3 Professors Hit Optimistic Views About Recession
Claim One Year's Setback Fault of Administration
The relatively optimistic view of recession recovery has been contradicted recently by three University economists. They expressed doubts as to the vigor of the recovery, and one, Seymour E. Harris '20, Lucius N. Littauer Professor of Economics, severely criticized the Federal Reserve for its "indecisive" role last fall and winter,
"Recovery would have been much quicker," according to Harris, "and we would have saved billions of dollars each month had we attained the 1957 level of output by the third quarter of 1958 instead of, as now seems likely, in 1959 or 1960."
Unemployment and the Recession
James S. Duesenberry, professor of Economics, considering the unemployment aspect of the recession, felt that the present recovery trends will not be sufficient to bring unemployment below four percent.

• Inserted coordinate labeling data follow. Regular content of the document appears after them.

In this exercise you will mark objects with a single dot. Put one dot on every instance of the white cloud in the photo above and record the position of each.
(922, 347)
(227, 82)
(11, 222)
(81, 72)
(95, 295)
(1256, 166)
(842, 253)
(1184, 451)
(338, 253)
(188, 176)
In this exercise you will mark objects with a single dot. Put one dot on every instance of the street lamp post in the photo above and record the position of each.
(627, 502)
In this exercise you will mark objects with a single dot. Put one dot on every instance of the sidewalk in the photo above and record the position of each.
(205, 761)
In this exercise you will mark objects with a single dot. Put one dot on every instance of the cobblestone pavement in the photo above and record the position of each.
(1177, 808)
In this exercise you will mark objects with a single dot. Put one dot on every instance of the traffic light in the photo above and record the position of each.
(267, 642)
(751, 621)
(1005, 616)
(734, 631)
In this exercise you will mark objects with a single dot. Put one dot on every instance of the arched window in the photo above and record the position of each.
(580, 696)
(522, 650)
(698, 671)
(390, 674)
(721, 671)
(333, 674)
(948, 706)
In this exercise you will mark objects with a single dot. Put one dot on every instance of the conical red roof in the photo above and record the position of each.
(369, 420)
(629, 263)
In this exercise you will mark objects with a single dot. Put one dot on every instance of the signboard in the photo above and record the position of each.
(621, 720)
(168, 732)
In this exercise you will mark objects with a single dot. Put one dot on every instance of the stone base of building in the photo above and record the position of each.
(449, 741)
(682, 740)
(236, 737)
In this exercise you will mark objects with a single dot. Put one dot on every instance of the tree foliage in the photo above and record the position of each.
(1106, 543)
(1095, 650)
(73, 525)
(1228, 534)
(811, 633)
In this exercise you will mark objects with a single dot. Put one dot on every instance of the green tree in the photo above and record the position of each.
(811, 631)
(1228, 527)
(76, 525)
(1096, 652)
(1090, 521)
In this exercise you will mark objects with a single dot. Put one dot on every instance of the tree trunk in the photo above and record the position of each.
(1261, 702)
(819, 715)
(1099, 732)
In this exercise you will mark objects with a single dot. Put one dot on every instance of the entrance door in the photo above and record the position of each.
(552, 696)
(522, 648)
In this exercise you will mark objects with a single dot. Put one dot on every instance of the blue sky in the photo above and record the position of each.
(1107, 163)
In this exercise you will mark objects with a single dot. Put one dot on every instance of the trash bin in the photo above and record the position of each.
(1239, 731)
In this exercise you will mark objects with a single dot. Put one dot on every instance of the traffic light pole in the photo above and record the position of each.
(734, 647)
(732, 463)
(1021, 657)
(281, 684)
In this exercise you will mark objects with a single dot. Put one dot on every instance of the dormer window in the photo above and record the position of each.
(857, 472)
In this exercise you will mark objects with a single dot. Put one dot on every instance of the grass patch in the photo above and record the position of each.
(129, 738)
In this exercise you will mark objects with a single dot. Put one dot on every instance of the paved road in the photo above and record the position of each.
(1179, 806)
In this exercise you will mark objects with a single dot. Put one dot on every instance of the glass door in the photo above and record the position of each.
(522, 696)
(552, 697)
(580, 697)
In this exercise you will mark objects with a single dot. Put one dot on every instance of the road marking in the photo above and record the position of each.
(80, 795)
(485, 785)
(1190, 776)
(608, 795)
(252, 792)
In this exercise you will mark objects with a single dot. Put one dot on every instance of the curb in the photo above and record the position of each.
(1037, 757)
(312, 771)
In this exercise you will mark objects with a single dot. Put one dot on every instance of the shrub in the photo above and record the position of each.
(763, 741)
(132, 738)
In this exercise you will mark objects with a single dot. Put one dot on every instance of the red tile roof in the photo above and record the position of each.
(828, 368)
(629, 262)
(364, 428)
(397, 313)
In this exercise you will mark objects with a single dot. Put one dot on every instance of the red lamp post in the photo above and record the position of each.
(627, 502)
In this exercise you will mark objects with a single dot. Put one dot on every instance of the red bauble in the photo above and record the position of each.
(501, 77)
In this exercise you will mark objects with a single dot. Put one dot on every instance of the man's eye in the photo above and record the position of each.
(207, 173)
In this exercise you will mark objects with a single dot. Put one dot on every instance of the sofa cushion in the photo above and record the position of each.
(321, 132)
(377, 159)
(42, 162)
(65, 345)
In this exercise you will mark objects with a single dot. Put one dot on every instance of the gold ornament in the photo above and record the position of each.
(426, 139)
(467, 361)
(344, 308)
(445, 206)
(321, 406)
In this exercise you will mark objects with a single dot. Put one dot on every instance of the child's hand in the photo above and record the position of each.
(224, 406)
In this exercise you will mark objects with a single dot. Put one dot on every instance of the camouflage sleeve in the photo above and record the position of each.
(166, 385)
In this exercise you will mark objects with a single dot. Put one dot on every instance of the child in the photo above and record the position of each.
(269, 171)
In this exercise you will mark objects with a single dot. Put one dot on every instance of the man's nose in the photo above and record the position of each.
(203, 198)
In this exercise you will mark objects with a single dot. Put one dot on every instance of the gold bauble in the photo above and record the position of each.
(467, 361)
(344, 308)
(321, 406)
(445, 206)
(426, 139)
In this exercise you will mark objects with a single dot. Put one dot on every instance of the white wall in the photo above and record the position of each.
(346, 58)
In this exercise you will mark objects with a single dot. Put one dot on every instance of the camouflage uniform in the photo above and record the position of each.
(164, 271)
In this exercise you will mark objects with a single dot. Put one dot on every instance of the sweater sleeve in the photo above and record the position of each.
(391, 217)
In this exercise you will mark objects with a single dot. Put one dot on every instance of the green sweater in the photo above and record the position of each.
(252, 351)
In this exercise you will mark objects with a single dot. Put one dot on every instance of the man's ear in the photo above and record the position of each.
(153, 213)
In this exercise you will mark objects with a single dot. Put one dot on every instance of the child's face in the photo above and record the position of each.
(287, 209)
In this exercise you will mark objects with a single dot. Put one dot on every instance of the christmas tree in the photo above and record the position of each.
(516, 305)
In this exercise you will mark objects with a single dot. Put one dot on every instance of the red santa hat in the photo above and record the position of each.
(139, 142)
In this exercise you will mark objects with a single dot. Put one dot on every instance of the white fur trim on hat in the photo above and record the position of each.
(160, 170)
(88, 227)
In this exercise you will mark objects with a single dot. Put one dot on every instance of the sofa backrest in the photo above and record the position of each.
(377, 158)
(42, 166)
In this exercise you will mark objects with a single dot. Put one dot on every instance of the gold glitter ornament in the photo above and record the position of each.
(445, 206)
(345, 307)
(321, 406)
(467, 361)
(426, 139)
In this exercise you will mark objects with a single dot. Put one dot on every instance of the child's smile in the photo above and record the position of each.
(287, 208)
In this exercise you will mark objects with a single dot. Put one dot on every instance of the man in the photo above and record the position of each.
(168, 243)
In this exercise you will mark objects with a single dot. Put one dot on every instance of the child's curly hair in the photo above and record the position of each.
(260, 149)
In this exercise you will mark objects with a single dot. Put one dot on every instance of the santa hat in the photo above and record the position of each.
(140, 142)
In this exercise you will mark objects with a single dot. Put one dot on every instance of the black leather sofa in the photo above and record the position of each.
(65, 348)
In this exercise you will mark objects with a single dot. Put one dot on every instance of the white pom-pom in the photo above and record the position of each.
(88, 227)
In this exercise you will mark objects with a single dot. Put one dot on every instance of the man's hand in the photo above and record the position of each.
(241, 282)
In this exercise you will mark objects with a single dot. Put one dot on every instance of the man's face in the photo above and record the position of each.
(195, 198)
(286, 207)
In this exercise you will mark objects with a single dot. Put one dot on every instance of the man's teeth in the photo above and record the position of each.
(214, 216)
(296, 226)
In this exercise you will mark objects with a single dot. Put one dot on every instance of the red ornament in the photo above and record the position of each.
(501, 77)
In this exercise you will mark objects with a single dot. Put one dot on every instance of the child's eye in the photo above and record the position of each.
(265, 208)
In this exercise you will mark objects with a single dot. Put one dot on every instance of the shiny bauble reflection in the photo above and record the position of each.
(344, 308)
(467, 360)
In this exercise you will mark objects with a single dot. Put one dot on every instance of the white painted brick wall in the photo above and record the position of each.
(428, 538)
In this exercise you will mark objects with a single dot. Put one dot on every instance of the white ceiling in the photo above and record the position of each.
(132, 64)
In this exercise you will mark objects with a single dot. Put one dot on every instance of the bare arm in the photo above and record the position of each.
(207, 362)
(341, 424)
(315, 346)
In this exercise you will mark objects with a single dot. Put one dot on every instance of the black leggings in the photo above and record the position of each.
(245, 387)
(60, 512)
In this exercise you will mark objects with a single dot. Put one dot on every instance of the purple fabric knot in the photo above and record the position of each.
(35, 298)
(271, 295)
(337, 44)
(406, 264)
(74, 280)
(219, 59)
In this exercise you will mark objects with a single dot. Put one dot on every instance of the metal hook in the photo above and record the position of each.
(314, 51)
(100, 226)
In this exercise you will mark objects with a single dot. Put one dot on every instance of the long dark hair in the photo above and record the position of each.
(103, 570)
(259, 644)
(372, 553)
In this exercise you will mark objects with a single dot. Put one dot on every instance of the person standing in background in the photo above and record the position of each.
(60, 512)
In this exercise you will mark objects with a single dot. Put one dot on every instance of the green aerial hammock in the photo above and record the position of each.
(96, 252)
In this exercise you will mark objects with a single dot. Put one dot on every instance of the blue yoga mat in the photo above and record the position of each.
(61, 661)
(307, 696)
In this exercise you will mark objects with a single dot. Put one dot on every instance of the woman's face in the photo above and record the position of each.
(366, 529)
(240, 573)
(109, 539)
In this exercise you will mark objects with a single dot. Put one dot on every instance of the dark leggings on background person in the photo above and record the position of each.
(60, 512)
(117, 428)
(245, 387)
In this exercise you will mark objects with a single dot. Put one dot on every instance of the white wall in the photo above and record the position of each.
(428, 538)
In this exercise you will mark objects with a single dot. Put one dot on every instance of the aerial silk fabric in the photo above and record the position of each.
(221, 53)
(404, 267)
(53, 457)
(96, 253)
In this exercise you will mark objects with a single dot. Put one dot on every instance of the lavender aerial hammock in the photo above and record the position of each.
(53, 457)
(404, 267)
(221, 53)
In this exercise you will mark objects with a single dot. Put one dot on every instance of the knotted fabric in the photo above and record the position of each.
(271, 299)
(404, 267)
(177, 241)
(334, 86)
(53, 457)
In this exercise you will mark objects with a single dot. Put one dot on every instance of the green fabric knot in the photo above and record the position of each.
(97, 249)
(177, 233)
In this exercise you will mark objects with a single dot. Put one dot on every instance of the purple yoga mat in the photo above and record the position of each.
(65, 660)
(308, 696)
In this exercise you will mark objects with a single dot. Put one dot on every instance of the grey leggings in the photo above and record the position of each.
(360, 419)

He stated that "there is no justification for basing all our policy on the assumption that excess demand is going to develop."
Commenting on the Administration's claim that the economy should undergo normal growth in the coming years, John R. Meyer, professor of Economics, claimed that the expected consumer consumption and corporate investment today are not at sufficiently high levels to assure adequate growth.
He finds only poor prospects for long-run growth in the fact that private consumers and producers have no large blocks of unsatisfied needs to be met. "The outlook is not too good," Meyer claimed, "and the present situation is also decidedly bad."